Oh, how many times have I experienced just that. Each time I think I will discover some new way to circumvent the process. And then, here we go again.
A couple of years ago, I was in the middle of what looked and felt like a "doing nothing" patch. I had been staring at the walls for a decent chunk of time as January dragged into February. When it looked like February might pass into March without much to say for it, I reached out to a Christian Science practitioner for help.

So she prayed for me until I saw the reinforcing power that develops in deep periods of quiet. I would describe what I saw this way:
Think of the formation of a wave. A wave develops well under the surface on the ocean floor. The current (think undertow, when it happens near the shore) pulls back, and finally pushes up, propelling the water forward with amazing force. We glory in the beauty of the activity on the surface, not always recognizing the invisible, silent, essential build-up of strength that precedes it.

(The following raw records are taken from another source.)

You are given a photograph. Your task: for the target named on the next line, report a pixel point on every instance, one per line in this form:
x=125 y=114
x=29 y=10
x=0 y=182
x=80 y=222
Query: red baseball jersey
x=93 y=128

I turn to Mary Baker Eddy for a clear description of the metaphysics of this wave development. She wrote, "Beholding the infinite tasks of truth, we pause, — wait on God. Then we push onward, until boundless thought walks enraptured, and conception unconfined is winged to reach the divine glory." (Science and Health with Key to the Scriptures, 323)

I have been a pusher all my life. But I love to think now of these strength-yielding pauses. I believe it is absolutely essential to allow oneself the mental space - white wall space - to pause, to be - to think and wonder and even squirm (!), - as one waits on the onward push of God, omniactive good.
Its not really a time thing. I have had pauses that last but a second before the next breakers of inspiration jettison me forward onto the shore of some new adventure or activity. Others have been long. Really long. What looked, up close, to be a two month pause a couple of years ago, was really the last momentum-gathering undertow at the end of a six year deep-think pause. But the force of that build-up has carried me through some of my most productive and interesting years yet.
Looking for a little Prayer MOJO today?
- Respect the pause. Don't be too quick to judge yourself harshly or chalk up the quiet to laziness.
- Recognize the force and momentum that a good pause can bring to your projects and to your prayers. Consider it refueling. It is OK to shut off the phone, click off the computer (even if it means missing my blog posts), and have a good think. Or stare at a white wall and see what is there to be seen.
- Realize the power, but not the pause, lasts for ever. Value the experience of the pause, not as a means to a goal, but as a gift from God to be valued in its own right.